# Nice surprise!!!



## WABOOM (Oct 15, 2015)

Got a nice surprise today. From @poppajon75







some "cheap and cheerful's", plus a petite Monte, and an HC Corojo. Thank you good Sir. Always looking out for a brother.


----------



## Gummy Jones (Mar 30, 2017)

You dirty dog you


----------



## UBC03 (Nov 18, 2015)

Nice

Sent from my SM-G925V using Tapatalk


----------



## droy1958 (Sep 3, 2014)

WABOOM said:


> Got a nice surprise today. From @*poppajon75*
> 
> 
> 
> ...


A most excellent surprise! Way to go @*poppajon75.....*


----------



## Del Fuego (Mar 29, 2017)

Wow. That HC looks delicious.


----------



## Cigary (Oct 19, 2007)

Good solid cigars...I'd smoke em all in bed with the ex-wife.....she hated cigars and I'd be willing to Dutch Oven her a$$ and smoke a cigar at the same time....commonly known as Double Dutch! 😈


----------



## jw13 (Jun 29, 2016)

Looks good.

Sent from my Pixel XL using Tapatalk


----------



## Joe Sticks (May 31, 2016)

Enjoy the hit !


Sent from my iPad using Tapatalk Pro


----------



## awk6898 (Apr 1, 2017)

Nice! 

Sent from my XT1585 using Tapatalk


----------



## JimOD (Jan 19, 2017)

@poppajon75 strikes again. A generous BOTL.

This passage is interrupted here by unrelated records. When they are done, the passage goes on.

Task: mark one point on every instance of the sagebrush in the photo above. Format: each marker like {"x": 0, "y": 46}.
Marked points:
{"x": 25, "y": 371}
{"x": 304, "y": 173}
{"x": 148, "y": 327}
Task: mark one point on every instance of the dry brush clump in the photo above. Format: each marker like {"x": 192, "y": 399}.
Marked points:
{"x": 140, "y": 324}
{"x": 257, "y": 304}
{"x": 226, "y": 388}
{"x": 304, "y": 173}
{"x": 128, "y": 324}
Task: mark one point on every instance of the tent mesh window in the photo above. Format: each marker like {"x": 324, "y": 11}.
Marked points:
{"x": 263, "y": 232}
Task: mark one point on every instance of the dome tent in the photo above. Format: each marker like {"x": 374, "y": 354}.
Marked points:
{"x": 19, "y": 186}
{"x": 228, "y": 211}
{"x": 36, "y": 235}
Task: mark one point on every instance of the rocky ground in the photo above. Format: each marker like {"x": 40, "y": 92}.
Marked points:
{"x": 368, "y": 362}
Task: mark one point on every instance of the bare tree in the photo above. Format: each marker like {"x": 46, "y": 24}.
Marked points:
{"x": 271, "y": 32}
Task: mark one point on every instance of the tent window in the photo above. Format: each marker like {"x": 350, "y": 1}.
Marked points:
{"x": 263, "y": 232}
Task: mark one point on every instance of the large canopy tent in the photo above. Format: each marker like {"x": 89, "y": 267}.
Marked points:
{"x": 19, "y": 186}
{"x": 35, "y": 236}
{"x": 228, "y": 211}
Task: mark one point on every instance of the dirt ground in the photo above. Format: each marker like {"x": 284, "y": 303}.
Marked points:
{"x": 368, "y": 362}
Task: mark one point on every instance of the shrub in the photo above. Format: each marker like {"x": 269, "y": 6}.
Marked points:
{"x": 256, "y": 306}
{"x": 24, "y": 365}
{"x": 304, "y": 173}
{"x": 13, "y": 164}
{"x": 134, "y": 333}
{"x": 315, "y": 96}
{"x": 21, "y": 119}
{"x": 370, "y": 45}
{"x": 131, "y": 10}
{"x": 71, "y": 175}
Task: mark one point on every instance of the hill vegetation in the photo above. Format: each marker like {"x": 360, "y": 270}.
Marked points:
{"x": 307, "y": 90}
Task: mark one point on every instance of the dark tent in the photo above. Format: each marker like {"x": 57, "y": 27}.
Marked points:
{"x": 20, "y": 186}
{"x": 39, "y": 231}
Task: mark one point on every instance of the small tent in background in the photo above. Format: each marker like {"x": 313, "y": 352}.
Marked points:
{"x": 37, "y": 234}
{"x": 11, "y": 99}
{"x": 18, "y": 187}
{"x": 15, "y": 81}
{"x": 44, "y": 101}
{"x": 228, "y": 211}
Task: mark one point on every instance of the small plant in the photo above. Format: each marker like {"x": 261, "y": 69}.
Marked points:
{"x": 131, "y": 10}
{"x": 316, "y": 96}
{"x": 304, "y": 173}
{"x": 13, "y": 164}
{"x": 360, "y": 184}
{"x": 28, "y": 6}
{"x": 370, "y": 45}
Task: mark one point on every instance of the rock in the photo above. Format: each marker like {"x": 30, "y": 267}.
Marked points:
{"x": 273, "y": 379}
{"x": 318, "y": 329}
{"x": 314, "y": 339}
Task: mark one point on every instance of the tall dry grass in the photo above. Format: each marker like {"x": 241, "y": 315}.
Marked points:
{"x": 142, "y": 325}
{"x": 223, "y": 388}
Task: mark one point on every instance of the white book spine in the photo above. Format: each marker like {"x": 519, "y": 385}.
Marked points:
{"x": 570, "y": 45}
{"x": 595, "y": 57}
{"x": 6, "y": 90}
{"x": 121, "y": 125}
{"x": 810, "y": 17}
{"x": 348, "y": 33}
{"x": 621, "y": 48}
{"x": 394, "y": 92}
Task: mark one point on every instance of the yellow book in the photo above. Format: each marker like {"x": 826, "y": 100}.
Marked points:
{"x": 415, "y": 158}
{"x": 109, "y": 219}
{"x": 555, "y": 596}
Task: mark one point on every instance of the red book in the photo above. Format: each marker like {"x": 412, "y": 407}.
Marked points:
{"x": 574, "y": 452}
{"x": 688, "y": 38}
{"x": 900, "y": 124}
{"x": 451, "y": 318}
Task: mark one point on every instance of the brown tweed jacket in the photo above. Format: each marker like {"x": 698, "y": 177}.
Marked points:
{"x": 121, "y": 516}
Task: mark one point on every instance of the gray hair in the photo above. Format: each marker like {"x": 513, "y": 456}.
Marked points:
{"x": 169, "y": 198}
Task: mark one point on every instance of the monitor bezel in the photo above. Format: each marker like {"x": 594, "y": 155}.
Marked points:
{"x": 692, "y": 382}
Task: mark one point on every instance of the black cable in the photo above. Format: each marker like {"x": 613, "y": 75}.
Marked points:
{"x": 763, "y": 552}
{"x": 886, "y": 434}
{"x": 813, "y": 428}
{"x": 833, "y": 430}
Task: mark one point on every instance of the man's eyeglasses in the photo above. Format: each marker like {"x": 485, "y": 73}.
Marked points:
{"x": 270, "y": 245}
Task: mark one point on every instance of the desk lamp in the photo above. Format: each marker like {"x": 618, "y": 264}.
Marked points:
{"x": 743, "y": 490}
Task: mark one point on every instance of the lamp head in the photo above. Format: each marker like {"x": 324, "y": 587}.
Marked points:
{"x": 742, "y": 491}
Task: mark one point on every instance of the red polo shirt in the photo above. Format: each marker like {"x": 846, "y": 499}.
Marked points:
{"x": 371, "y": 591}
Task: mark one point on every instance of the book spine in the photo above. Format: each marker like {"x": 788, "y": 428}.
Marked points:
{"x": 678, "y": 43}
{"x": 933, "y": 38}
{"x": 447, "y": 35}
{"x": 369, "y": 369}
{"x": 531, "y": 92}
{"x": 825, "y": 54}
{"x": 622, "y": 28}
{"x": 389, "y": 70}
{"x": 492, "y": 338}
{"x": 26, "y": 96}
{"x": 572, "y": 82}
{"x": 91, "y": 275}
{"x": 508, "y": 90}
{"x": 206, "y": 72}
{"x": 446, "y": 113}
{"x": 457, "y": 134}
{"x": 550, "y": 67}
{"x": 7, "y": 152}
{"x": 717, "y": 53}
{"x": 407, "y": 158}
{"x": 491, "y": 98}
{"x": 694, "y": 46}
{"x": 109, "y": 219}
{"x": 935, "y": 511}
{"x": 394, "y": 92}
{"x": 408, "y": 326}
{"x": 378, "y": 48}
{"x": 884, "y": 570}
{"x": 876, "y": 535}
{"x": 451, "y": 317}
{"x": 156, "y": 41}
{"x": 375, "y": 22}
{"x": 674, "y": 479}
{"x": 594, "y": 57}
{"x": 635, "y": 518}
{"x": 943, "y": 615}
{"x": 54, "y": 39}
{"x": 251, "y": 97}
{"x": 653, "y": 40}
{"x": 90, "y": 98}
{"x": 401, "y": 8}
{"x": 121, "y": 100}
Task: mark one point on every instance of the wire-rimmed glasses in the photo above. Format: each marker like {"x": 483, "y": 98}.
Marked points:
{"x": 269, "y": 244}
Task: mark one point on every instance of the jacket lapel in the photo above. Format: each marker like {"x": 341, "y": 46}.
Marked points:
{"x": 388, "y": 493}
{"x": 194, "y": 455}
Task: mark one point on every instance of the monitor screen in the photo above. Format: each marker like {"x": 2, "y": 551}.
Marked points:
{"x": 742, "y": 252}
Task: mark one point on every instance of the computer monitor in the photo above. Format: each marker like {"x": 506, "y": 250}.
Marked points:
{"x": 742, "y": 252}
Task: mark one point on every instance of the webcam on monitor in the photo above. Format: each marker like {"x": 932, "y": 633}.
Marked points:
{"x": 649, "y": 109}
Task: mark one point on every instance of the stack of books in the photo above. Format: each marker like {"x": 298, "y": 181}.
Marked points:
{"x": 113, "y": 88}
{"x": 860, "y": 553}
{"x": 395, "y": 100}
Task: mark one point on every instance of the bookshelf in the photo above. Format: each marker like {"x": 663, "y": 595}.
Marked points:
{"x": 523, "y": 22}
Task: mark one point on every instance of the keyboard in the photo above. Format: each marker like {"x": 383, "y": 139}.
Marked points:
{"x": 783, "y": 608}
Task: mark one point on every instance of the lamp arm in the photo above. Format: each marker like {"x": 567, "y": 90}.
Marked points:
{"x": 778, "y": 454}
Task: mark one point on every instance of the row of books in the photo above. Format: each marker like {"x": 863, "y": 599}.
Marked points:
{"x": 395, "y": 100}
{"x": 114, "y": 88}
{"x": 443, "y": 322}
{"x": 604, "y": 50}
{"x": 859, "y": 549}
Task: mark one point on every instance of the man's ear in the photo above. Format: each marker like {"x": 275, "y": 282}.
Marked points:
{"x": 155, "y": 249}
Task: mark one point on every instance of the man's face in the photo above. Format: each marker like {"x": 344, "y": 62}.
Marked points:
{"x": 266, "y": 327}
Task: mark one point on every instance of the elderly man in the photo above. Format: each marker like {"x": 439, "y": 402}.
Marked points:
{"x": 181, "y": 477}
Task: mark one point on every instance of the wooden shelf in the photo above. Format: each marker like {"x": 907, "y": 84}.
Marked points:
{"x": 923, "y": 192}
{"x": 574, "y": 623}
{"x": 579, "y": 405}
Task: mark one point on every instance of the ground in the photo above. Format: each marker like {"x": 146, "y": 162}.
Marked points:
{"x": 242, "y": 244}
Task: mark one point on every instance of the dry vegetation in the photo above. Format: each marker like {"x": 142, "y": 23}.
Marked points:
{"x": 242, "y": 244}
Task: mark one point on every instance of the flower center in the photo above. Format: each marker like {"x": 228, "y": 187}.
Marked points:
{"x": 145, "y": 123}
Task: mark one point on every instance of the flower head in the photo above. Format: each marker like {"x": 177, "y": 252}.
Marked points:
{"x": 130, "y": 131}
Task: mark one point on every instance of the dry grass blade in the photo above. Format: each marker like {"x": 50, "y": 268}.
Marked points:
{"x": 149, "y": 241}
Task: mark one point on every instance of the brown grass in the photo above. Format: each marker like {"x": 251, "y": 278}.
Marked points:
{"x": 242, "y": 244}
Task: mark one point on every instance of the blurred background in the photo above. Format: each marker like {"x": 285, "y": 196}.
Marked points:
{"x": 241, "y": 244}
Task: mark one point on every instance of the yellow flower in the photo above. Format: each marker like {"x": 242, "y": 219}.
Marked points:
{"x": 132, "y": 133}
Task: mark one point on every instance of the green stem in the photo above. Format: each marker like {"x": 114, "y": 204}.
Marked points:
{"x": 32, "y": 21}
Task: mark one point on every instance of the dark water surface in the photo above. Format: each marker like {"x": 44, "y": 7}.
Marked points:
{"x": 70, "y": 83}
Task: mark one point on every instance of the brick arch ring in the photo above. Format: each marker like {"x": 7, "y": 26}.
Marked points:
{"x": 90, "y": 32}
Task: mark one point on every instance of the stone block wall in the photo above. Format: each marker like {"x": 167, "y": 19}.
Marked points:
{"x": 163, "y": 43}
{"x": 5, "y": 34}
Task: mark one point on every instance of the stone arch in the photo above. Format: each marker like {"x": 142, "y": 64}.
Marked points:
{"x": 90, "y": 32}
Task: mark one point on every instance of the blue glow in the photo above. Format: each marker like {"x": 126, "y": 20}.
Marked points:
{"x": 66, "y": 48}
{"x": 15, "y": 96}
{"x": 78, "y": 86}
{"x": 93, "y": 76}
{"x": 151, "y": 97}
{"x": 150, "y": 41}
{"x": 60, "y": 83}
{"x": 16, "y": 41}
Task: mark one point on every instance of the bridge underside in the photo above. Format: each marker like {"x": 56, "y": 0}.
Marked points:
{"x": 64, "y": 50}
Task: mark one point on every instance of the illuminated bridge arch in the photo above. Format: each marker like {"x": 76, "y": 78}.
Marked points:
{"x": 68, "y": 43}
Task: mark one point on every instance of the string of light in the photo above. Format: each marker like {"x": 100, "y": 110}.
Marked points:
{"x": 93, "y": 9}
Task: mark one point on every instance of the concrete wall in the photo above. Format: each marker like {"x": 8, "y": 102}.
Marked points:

Sent from my iPhone using Tapatalk Pro


----------



## WNYTony (Feb 12, 2014)

Nicely done Jon


----------



## NightFish (Jan 27, 2017)

There he goes again ... bringing more smiles to more faces. Nice work Jon.


----------



## Kidvegas (Oct 17, 2016)

Well done @poppajon75

Sent from my iPhone using Tapatalk


----------



## LeatherNeck (Feb 8, 2017)

Nice hit Jon! That HC looks like a candybar!


----------



## OneStrangeOne (Sep 10, 2016)

Well done Jon, it's always nice to get a smile in the mail


----------